XII. - Sur l'article 76
L'article 76 fixe, conformément au 5o du I de l'article LO 111-3 du code de la sécurité sociale, les limites dans lesquelles les besoins de trésorerie des régimes obligatoires comptant plus de 20 000 cotisants actifs ou retraités titulaires de droits propres peuvent être couverts par des ressources non permanentes. Il s'agit d'une disposition normative essentielle des lois de financement de la sécurité sociale.
Or, les plafonds d'avances de trésorerie proposés appellent deux observations :
- premièrement, les plafonds consentis à la Caisse autonome de sécurité sociale dans les mines et au Fonds spécial des pensions des ouvriers des établissements industriels de l'Etat ne sont pas compatibles avec les encours de ces deux « régimes », présentés à l'annexe c du projet de loi, qui font apparaître que leur trésorerie reste, sur toute l'année 2002, excédentaire ;
- deuxièmement, le plafond d'avances de trésorerie consenti au régime général apparaît largement surestimé : il est fixé à 4 420 millions d'euros (soit 29 milliards de francs) depuis la loi de financement de la sécurité sociale pour 2000. Or, en 2000, le point le plus bas du profil de trésorerie a été de - 20,1 milliards de francs. Pour 2001, ce point le plus bas, chiffré à - 17 milliards de francs selon l'annexe c du projet de loi, aurait été finalement de seulement - 12 milliards de francs (cf. rapport Sénat no 60, tome IV, p. 196-201). Pour 2002, le point le plus bas serait de - 3 000 millions d'euros, soit un montant largement inférieur au plafond proposé (cf. annexe c du projet de loi).
Dans ces conditions, l'adoption de plafonds d'avances de trésorerie soit inutiles (CANSSM, FSPOIE), soit largement surestimés (régime général, régime agricole), doit être censurée au regard du principe de sincérité et des dispositions du 5o du I de l'article LO 111-3 du code de la sécurité sociale et de l'article LO 111-5 du même code : les plafonds d'avances de trésorerie avaient pour vocation de servir au Parlement « d'indicateurs d'alerte » sur la situation de tel ou tel régime. C'est pour cette raison que le législateur organique de 1996 avait prévu que le Gouvernement ait la possibilité de prendre à tout moment un décret relevant ce plafond, cette disposition réglementaire devant être ratifiée « dans le plus prochain projet de loi de financement de la sécurité sociale ».
Dans un sens inverse, le plafond d'avances de trésorerie consenti à la CNRACL (500 millions d'euros) s'appuie sur une hypothèse particulièrement optimiste de l'encours de trésorerie de ce régime.
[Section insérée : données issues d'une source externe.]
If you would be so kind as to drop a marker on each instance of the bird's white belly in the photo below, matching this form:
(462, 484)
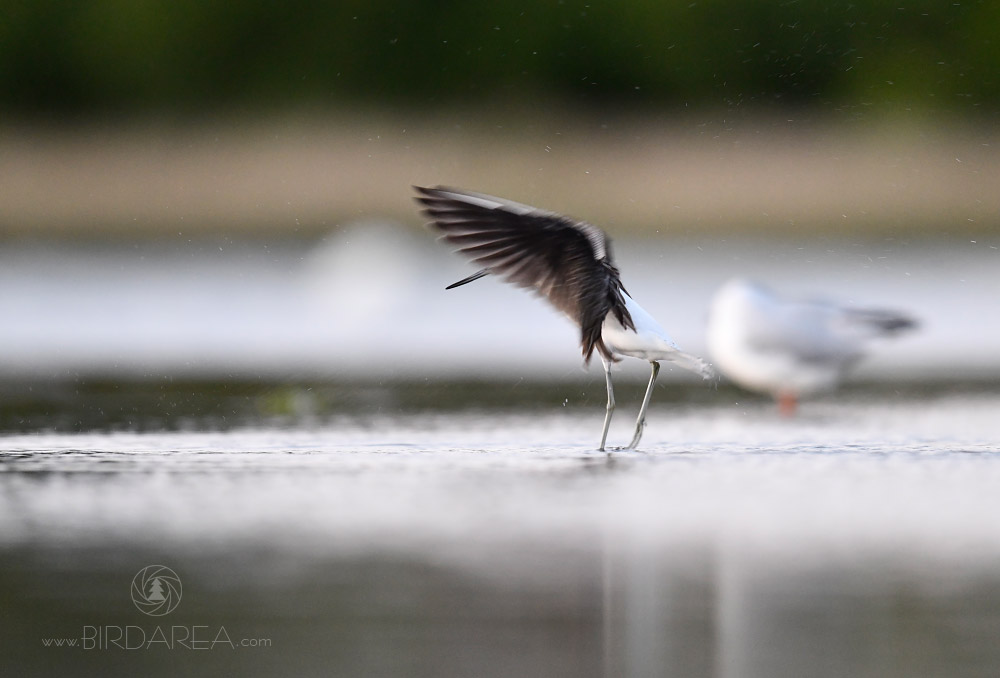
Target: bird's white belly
(771, 371)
En effet, selon les propres calculs de la CNRACL, un plafond de 650 à 700 millions d'euros serait au minimum nécessaire, ce qui pose la question de la « sincérité » du plafond retenu par l'article 76. Du reste, le plafond prévu par la loi de financement de la sécurité sociale pour 2001 semble avoir été, dans les faits, dépassé (cf. rapport Sénat, no 60, tome III, p. 30).
Les sénateurs requérants demandent ainsi l'annulation de l'ensemble de l'article 76, qui apparaît contraire à la loi organique du 22 juillet 1996 et au principe de sincérité.
Pour ces motifs, et pour tout autre qu'il plairait à votre conseil de soulever d'office, les auteurs de la présente saisine demandent au Conseil constitutionnel de déclarer contraire à la Constitution la loi de financement de la sécurité sociale pour 2002, et notamment les articles 12, 13, 16, 17, 18, 30 paragraphe III, 42, 56, 59, 60, 67, 68, 69, 70, 71, 72, 73 et 76.